A Justiça publicou nesta quarta-feira (23) uma decisão que obrigada a Vale a informar sobre as perspectivas de se alcançar a estabilidade das estruturas da Mina de Gongo Soco, em Barão de Cocais, na Região Central de Minas, e sobre data eventualmente prevista para retorno às residências dos habitantes das comunidades que ficam na Zona de Autossalvamento (ZAS) da barragem Sul Superior. O prazo é de dez dias, contados da data da decisão.

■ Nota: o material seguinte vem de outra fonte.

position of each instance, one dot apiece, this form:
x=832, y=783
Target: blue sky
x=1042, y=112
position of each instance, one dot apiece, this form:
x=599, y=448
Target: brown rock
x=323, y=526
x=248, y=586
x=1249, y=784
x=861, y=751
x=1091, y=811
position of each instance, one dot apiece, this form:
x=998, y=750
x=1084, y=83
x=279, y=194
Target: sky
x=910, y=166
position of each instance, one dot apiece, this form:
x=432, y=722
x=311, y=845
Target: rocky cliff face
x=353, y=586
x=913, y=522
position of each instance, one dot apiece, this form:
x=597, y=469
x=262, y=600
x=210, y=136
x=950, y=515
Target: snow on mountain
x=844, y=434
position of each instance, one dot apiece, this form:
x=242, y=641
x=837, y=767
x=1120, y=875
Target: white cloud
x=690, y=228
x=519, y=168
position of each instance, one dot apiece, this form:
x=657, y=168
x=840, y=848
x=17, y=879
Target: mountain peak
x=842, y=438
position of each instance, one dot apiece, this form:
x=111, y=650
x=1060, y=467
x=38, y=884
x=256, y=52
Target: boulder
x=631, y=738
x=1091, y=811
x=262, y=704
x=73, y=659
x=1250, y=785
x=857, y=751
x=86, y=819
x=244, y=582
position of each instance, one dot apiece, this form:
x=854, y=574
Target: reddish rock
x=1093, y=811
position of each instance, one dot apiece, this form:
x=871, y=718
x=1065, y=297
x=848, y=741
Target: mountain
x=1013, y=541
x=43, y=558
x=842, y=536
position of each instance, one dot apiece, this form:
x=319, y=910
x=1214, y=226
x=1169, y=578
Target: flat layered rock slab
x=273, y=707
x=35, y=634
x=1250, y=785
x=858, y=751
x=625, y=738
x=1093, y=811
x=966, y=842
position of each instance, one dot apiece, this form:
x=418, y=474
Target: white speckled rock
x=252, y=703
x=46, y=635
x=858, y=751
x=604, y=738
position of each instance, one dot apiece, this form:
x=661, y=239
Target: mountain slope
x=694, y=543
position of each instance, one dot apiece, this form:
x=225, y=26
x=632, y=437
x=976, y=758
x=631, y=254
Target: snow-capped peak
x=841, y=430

Assinada pela juíza Fernanda Chaves Carreira Machado, da comarca de Barão de Cocais, a decisão também determina que a Vale mapeie todo o patrimônio histórico formalmente protegido, plotando em mapa aqueles que estejam em área de possível inundação – plano que deve abarcar as cidades vizinhas de Santa Bárbara e São Gonçalo do Rio Abaixo, que também seriam afetadas por um rompimento da barragem. 

Acatando uma Ação Civil Pública (ACP) movida pelo Ministério Público, a juíza impôs também que a Vale preveja um plano de resgate de bens históricos referentes à Igreja Matriz de São João Batista, em Barão de Cocais; à Igreja de Nossa Senhora da Conceição, no Distrito de Barra Feliz, em Santa Bárbara; à Igreja do Rosário, em São Gonçalo do Rio Abaixo; e ao Memorial Afonso Pena, em Santa Bárbara. O plano deve ser submetido aos órgãos responsáveis pela proteção do patrimônio cultural.

Em relação ao núcleo histórico de Santa Bárbara, a Justiça pede para que sejam feitos estudos sobre a viabilidade técnica para a implantação de um sistema de contenção física dos rejeitos de um possível rompimento da barragem Sul Superior. A intenção é impedir que o perímetro tombado seja destruído.

O patrimônio imaterial também foi citado na decisão. A empresa deverá elaborar e submeter aos órgãos de proteção competentes e aos agentes envolvidos um plano para realizar os festejos tradicionais dos municípios afetados.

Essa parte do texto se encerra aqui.